Practically speaking, this hypothetical – the employee who works an hour of overtime because he spent an hour on the clock playing fantasy football – speaks to the need for management to try to minimize such personal activities in a way that does not hurt employee morale.  The time spent on such entirely personal activities is costly, particularly where it leads to unnecessary overtime at overtime rates.  Every time the employee who makes $20 per hour spends an hour engaged in such personal activities, the employer has effectively paid him or her $20 for doing so.  And if they have to work an hour of overtime because they spent an hour playing fantasy football, that costs the employer an additional $30 – time-and-a-half of the employee’s regular rate. 

In other words, the employer has just paid the employee $30 to play fantasy football.  Or to shop.  Or to check Facebook. 

Where this really hits employers is in litigation.

We have written many times in this blog about the prevalence of wage-hour class actions and collective actions.  Many of them contend that employees were not paid for all of the time they worked.  Many claim that employees performed a few minutes of work before their shifts began, or after they ended.  They seek to be paid for an additional 10 minutes per day, or 15, or 20, or more.  And they seek statutory penalties.  And, always, attorney’s fees. 

But what if that same employee who contends he was shortchanged by 10 minutes of pay per day spent 30 minutes each day on social media, or shopping, or playing fantasy football, or exchanging personal emails?

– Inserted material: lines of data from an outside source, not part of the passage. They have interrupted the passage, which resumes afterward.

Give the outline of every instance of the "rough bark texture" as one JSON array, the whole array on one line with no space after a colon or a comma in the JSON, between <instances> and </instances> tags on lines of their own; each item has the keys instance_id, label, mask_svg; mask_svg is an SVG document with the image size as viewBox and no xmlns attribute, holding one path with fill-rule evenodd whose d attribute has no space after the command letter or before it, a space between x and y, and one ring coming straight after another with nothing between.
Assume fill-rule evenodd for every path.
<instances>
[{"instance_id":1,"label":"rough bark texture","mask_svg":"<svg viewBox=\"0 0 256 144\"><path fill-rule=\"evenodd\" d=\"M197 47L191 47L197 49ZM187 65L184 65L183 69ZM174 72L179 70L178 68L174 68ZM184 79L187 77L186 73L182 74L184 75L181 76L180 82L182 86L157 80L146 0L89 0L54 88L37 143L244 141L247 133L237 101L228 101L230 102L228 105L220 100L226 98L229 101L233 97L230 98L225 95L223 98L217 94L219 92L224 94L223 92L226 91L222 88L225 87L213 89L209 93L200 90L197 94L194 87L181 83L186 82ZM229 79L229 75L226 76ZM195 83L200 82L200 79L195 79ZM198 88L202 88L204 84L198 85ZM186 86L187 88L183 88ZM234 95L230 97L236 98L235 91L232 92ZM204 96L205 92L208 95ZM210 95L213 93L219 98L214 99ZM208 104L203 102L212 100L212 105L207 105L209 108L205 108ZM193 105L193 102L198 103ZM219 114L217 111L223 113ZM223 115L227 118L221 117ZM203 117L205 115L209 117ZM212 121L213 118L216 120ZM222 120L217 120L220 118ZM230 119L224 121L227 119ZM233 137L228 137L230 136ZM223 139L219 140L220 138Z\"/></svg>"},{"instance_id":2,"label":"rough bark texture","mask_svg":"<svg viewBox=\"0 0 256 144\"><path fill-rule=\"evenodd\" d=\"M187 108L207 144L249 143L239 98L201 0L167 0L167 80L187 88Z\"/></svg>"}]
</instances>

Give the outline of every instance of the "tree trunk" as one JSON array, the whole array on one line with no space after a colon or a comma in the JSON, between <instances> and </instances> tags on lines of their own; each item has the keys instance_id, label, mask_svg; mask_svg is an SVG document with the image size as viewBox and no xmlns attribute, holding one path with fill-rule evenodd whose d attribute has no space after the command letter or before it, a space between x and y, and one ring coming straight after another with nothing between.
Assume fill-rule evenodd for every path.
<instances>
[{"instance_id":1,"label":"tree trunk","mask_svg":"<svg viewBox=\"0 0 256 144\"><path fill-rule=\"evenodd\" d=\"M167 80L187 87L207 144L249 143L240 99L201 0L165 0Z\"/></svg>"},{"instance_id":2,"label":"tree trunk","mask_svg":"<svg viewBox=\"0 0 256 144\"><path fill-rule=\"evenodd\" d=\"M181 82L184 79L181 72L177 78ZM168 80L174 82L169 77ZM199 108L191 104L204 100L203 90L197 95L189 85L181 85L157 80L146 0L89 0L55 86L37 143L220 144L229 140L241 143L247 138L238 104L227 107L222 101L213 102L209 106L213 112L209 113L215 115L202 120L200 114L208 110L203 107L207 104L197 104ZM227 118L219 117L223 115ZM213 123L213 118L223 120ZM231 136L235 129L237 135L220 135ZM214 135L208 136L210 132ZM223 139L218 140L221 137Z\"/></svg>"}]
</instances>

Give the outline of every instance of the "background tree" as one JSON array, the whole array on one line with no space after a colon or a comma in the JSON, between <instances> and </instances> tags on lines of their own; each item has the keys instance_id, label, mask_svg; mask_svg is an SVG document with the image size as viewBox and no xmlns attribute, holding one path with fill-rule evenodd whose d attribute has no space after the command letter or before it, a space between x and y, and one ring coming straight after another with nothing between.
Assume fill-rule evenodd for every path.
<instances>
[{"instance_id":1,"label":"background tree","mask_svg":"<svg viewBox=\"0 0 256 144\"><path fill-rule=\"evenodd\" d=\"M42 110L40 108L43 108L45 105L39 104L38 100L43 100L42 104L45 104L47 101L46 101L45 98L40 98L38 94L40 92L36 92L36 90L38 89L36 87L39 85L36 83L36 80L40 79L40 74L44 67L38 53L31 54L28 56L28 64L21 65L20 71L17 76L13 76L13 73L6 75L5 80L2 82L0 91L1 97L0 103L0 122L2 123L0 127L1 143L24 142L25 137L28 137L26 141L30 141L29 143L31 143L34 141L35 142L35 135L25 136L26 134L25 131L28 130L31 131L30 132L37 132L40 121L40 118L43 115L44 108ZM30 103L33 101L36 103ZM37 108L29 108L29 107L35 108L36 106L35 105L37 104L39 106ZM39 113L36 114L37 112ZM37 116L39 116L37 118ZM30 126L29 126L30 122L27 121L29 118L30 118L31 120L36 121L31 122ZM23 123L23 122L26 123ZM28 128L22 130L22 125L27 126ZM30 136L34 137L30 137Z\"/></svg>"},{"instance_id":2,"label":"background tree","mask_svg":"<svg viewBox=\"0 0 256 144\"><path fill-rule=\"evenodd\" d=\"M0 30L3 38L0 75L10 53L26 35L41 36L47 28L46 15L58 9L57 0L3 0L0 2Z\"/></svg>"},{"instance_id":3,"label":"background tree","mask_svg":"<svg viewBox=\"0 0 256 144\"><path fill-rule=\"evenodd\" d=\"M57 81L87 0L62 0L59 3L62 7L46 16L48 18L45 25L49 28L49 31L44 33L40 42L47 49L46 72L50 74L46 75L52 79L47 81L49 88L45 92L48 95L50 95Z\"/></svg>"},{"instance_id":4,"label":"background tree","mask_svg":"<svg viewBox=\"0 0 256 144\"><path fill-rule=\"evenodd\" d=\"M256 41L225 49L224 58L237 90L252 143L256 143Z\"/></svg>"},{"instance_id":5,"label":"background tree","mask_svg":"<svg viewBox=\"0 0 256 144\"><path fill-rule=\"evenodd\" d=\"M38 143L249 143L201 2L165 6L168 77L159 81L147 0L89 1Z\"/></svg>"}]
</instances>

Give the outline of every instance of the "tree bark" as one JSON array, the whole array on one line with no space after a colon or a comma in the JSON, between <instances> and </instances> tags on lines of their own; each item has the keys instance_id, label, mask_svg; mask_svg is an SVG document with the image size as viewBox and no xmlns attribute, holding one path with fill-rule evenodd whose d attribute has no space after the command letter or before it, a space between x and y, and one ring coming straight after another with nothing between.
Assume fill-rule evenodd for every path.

Isn’t there something so clearly wrong about an employee who has been paid for engaging in personal activities turning around and seeking additional compensation under such circumstances?

Hasn’t that employee already been overpaid

Having had the pleasure of representing a great many companies in the defense of wage-hour class actions, I am always pleasantly surprised to see that most employers take a very realistic approach to the workplace, that they understand that employees probably spend some time engaging in these activities.

And I am often unpleasantly surprised to see how much time the people who sue spend in such activities, and how they believe it is their right to do so and to be paid for it – and to seek more money on top of it.

The employee who made thousands of personal telephone calls while on the clock still thinks she is entitled to more pay for a few minutes she claims she worked at the end of her shift.

The employee who regularly napped while being paid still thinks he should be paid more.

The employee who has his ugly fantasy football championship trophy on his desk forgets that his employer not only paid him for much of the time he spent earning that trophy, but had to pay him for overtime, too, because he didn’t get his work done during the business day. 

The employee who has box after box of merchandise shipped to the workplace thinks he is not only entitled to be paid for the time he spent online, but for more time.

In the litigation context, shouldn’t the time employees spend in personal activities be weighed against the additional time for which the employee is seeking recovery?

If an employee contends he or she was not paid for 6 minutes of off-the-clock work each day, but the employer can show that he or she spent 30 minutes a day engaged in personal activities, shouldn’t that employee recover nothing?

Very generally speaking, the courts haven’t weighed in on this issue yet. 

But someday, perhaps soon, they will.

And if they begin subtracting the time spent on personal activities on their smartphones or laptops from an employee’s claim the he or she was not paid for all of the time worked, they are likely going to find that many of the employees claiming they were underpaid were actually overpaid. 

That just makes sense, doesn’t it?

In this way, perhaps technology will meet its match in something that has been around for centuries – logic.